Un impact durable pour les femmes
La loi Veil a marqué une avancée décisive pour les femmes françaises. Elle leur a permis de disposer librement de leur corps, un pas crucial vers l’égalité des sexes. En encadrant l’IVG, la société a reconnu la capacité des femmes à prendre des décisions responsables concernant leur maternité.
Les chiffres montrent qu’aujourd’hui, environ 220 000 avortements sont pratiqués chaque année en France, soulignant que ce droit reste un besoin. Cependant, des inégalités territoriales persistent en matière d’accès à l’IVG, notamment dans les zones rurales.
Un héritage et des combats toujours actuels
Cinquante ans plus tard, le combat de Simone Veil résonne toujours. Dans un monde où les droits des femmes sont parfois remis en question, notamment dans certains pays, son courage et sa vision continuent d’inspirer. Le droit à l’avortement reste un symbole de l’émancipation féminine et de la lutte pour l’égalité. Cet anniversaire est l’occasion de célébrer le chemin parcouru tout en rappelant que la vigilance est nécessaire pour préserver ce droit fondamental.
Simone Veil, par son discours du 26 novembre 1974, a marqué à jamais l’histoire des droits humains en France. À l’heure où nous célébrons cet anniversaire, il est essentiel de continuer à défendre les valeurs de liberté, d’égalité et de respect qu’elle portait si haut.
Rappel historique de la loi dépénalisant l’avortement
26 novembre 1974 : Simone Veil prononce son discours historique défendant son projet de loi pour la dépénalisation de l’avortement à l’Assemblée nationale.
La loi relative à l’IVG est adoptée à titre expérimental le 20 décembre 1974, et confirmée cinq ans plus tard. L’IVG est alors autorisée pour les femmes s’estimant en situation de détresse dans un délai de 10 semaines de grossesse, sur demande à un médecin. Elle ne prévoit pas le remboursement par la Sécurité sociale mais une prise en charge sur demande au titre de l’aide médicale.
L’IVG est autorisée officiellement depuis la loi du 17 janvier 1975.
Des lois successives sont venues élargir le cadre de la prise en charge de l’IVG :
• Allongement du délai légal de l’IVG de 12 à 14 semaines de grossesse en 2022, après un passage de 10 à 12 semaines en 2001.

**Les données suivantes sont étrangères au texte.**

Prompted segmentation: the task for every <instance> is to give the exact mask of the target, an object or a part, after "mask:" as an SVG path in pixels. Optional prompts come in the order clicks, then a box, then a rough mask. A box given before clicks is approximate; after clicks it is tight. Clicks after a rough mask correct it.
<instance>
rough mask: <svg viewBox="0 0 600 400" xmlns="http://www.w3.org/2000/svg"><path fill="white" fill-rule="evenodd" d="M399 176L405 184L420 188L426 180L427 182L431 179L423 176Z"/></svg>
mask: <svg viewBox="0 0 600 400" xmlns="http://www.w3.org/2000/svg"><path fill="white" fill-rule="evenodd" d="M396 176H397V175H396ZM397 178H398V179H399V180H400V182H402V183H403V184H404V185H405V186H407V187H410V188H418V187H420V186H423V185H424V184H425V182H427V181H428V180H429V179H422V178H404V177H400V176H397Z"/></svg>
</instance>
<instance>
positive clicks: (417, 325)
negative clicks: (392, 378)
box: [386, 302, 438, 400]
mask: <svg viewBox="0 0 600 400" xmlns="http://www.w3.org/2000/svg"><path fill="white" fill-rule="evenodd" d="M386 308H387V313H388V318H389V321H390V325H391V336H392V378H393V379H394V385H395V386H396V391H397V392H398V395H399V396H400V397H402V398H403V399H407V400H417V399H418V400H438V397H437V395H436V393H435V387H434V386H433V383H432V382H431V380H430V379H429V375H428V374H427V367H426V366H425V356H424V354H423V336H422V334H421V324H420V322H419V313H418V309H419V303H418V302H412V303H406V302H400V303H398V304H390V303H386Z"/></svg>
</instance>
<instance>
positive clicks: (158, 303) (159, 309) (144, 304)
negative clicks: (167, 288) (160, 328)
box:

• Suppression du délai légal minimum de réflexion pour les mineurs comme les majeures en 2022.
• Autorisation des sages-femmes à pratiquer des IVG médicamenteuses en 2016.
• Suppression de la notion de détresse comme condition pour recourir à l’IVG en 2014.

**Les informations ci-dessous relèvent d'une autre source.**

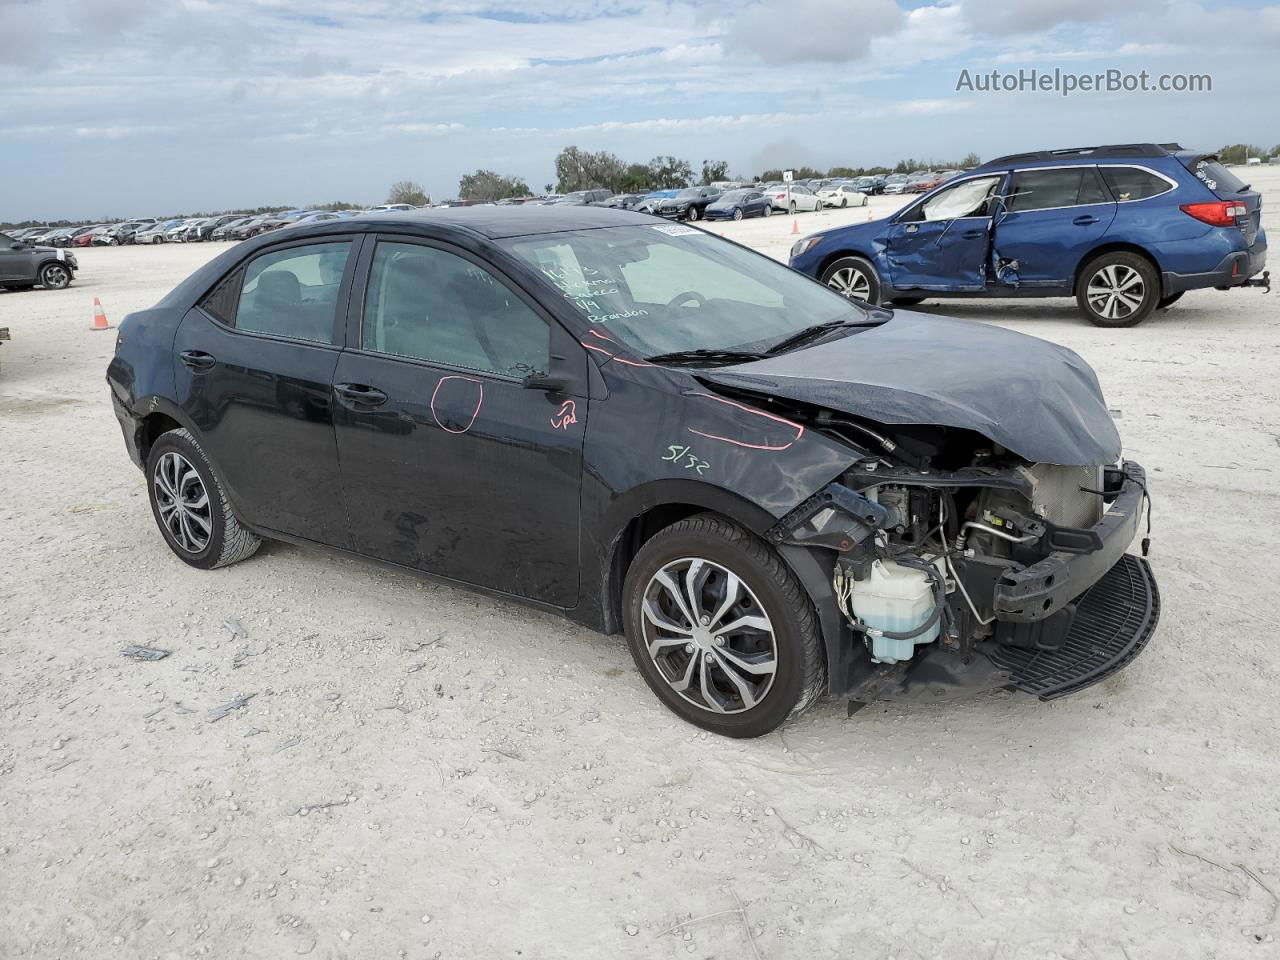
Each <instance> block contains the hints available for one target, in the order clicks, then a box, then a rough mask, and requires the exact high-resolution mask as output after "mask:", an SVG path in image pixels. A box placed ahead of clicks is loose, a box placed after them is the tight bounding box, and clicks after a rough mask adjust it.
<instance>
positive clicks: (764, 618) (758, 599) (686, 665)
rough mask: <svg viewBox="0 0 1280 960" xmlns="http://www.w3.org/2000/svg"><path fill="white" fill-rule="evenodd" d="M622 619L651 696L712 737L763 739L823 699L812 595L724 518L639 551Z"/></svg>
mask: <svg viewBox="0 0 1280 960" xmlns="http://www.w3.org/2000/svg"><path fill="white" fill-rule="evenodd" d="M623 613H625V621H626V634H627V644H628V646H630V648H631V657H632V658H634V659H635V663H636V667H637V668H639V669H640V673H641V675H643V676H644V678H645V682H646V684H648V685H649V687H650V690H653V691H654V694H657V696H658V699H659V700H662V701H663V703H664V704H666V705H667V707H668V708H669V709H671V710H672V712H673V713H676V714H677V716H680V717H681V718H684V719H686V721H689V722H690V723H694V724H695V726H699V727H703V728H704V730H709V731H712V732H713V733H721V735H723V736H731V737H756V736H762V735H764V733H768V732H769V731H772V730H774V728H776V727H777V726H778V724H780V723H782V722H783V721H785V719H787V718H788V717H795V716H797V714H799V713H800V712H803V710H804V709H805V708H806V707H809V705H810V704H812V703H813V701H814V700H815V699H817V698H818V695H819V694H820V692H822V689H823V684H824V671H823V646H822V637H820V635H819V631H818V622H817V618H815V616H814V613H813V609H812V607H810V604H809V599H808V596H806V594H805V593H804V590H803V588H801V586H800V584H799V582H797V581H796V579H795V576H794V575H792V573H791V571H790V570H788V568H787V567H786V564H785V563H783V562H782V559H781V558H780V557H778V556H777V554H776V553H774V552H773V550H772V549H769V547H767V545H765V544H764V543H763V541H760V540H759V539H756V538H755V536H753V535H751V534H749V532H748V531H746V530H742V529H741V527H739V526H736V525H735V524H731V522H728V521H726V520H723V518H721V517H718V516H714V515H710V513H704V515H700V516H696V517H691V518H690V520H684V521H681V522H678V524H673V525H672V526H669V527H667V529H664V530H662V531H660V532H658V534H657V535H654V536H653V539H650V540H649V541H648V543H646V544H645V545H644V547H643V548H640V552H639V553H637V554H636V558H635V561H634V562H632V563H631V567H630V570H627V576H626V582H625V585H623Z"/></svg>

• Prise en charge à 100 % des IVG par l’Assurance maladie.
En France, les conditions d’accès à l’IVG sont les suivantes :
• Seule la personne concernée peut en faire la demande.
• L’IVG est possible jusqu’à 14 semaines de grossesse (soit 16 semaines après le 1er jour des dernières règles).
• L’IVG est prise en charge à 100 % par l’Assurance maladie (avec dispense total d’avance de frais pour les femmes assurées sociales, les mineures et les bénéficiaires de l’aide médicale de l’État).
• Une mineure n’a pas besoin d’une autorisation parentale pour avorter mais doit être accompagnée d’une personne majeure de son choix.
• Il est possible de bénéficier d’un anonymat total pour cet acte.
• Il n’est pas nécessaire d’avoir la nationalité française pour avorter en France.